Thursday, May 8, 2008

FOUR Seasons fill the measure of the year;
There are four seasons in the mind of man:
He has his lusty Spring, when fancy clear
Takes in all beauty with an easy span:
He has his Summer, when luxuriously
Spring’s honey’d cud of youthful thought he loves
To ruminate, and by such dreaming high
Is nearest unto heaven: quiet coves
His soul has in its Autumn, when his wings
He furleth close; contented so to look
On mists in idleness—to let fair things
Pass by unheeded as a threshold brook.
He has his Winter too of pale misfeature,
Or else he would forego his mortal nature.
The Human Seasons, 1820[1]



Vendler also looks at how Keats’ odes are built one upon the other, so that the imagery in an early one appears, slightly changed, in later ones, but also how, for instance, language related to the harvest and seasons occur in poetry leading up to To Autumn (10).
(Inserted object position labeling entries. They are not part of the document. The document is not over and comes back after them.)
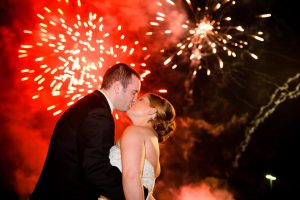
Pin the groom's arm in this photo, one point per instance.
(95, 140)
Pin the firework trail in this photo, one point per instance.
(70, 51)
(205, 37)
(289, 90)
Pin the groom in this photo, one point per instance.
(77, 165)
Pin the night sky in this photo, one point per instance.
(250, 110)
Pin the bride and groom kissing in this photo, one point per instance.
(83, 160)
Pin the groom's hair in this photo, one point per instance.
(118, 72)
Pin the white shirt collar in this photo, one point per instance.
(111, 106)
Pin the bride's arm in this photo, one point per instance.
(132, 155)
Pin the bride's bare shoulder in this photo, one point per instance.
(133, 130)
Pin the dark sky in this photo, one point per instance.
(257, 94)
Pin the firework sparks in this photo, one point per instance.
(289, 90)
(207, 37)
(70, 50)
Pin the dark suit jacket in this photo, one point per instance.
(77, 165)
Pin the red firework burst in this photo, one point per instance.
(71, 47)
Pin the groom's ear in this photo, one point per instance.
(152, 111)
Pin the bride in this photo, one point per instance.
(136, 153)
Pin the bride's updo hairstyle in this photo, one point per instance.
(164, 120)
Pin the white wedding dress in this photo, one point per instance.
(148, 178)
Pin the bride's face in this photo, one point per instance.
(140, 108)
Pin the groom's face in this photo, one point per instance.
(129, 94)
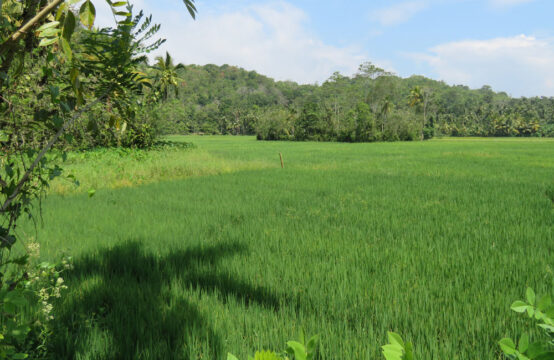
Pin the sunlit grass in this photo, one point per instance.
(433, 240)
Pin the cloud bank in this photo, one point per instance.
(398, 13)
(521, 65)
(272, 39)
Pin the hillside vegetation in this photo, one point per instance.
(433, 240)
(371, 105)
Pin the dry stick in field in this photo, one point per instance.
(5, 47)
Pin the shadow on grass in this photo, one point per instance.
(122, 304)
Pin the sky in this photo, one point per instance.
(506, 44)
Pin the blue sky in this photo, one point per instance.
(508, 44)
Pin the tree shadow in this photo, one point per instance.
(122, 304)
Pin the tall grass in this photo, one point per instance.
(432, 240)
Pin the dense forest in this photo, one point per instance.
(371, 105)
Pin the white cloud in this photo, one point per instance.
(520, 65)
(271, 38)
(398, 13)
(506, 3)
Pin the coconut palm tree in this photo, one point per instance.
(166, 78)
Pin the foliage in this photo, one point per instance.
(542, 311)
(296, 350)
(27, 304)
(220, 99)
(396, 349)
(38, 40)
(346, 242)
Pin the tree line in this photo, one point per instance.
(371, 105)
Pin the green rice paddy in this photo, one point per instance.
(193, 253)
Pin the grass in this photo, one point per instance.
(433, 240)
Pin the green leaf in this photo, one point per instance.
(48, 26)
(544, 303)
(507, 345)
(523, 344)
(530, 295)
(519, 306)
(297, 349)
(48, 33)
(46, 42)
(87, 14)
(395, 339)
(66, 47)
(69, 26)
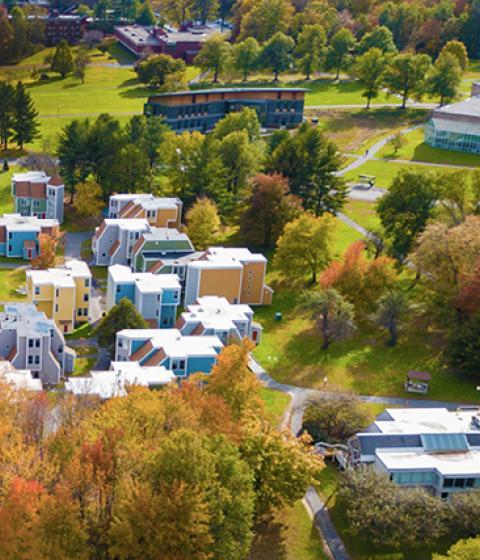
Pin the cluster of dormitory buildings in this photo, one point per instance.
(155, 266)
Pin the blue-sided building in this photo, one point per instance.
(184, 355)
(200, 110)
(156, 297)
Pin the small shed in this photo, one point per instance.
(417, 381)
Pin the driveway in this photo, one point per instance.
(73, 243)
(300, 397)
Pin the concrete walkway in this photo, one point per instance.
(73, 243)
(300, 397)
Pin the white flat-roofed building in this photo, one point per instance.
(179, 353)
(434, 448)
(213, 315)
(156, 297)
(116, 381)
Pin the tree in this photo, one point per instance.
(232, 380)
(7, 112)
(310, 49)
(205, 9)
(339, 51)
(214, 55)
(194, 167)
(240, 159)
(245, 56)
(146, 16)
(392, 307)
(264, 18)
(370, 69)
(80, 65)
(62, 61)
(335, 420)
(467, 549)
(203, 223)
(359, 280)
(446, 260)
(458, 50)
(305, 245)
(25, 123)
(333, 315)
(89, 200)
(406, 75)
(269, 208)
(380, 38)
(121, 316)
(445, 78)
(310, 162)
(47, 247)
(277, 54)
(162, 71)
(405, 210)
(283, 466)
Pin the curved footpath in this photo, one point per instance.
(293, 419)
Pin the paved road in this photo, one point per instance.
(300, 397)
(73, 244)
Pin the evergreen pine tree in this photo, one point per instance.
(7, 107)
(25, 123)
(62, 59)
(146, 15)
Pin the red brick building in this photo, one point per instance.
(185, 43)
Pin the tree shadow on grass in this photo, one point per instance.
(269, 541)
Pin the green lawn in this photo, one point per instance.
(385, 172)
(290, 352)
(363, 213)
(289, 535)
(415, 149)
(11, 280)
(275, 403)
(6, 200)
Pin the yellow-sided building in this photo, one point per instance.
(62, 293)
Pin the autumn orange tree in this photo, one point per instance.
(361, 281)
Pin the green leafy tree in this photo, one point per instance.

A portrait of John Keats painted by John Severn in 1819 (a wood print-styled version of which is on the cover of my copy of “The Selected Poetry of John Keats.”
(Many representations seem to portray Keats as sitting at a table leaning his chin on the heel of his hand. My own proclivity notwithstanding, I do wonder why nearly half of the common paintings circulated contain this same posture. Is it to strengthen the image of Keats as a Romantic, wistfully gazing out of a window at the nature outside, a bird or the changing of the seasons? Or is the artists’ simplified view of Keats, that they did not see him as much more than a Romantic poet, they couldn’t see him as doing more than that? Or maybe he was a daydreamer, and this was exactly how they often encountered him when dropping by for a visit.)
[1] From the main page of John-Keats.com. On this main page there are also links to a Keats Advent Calendar and many pictures of Keats Hampstead Home, currently unavailable because of an error with their forum.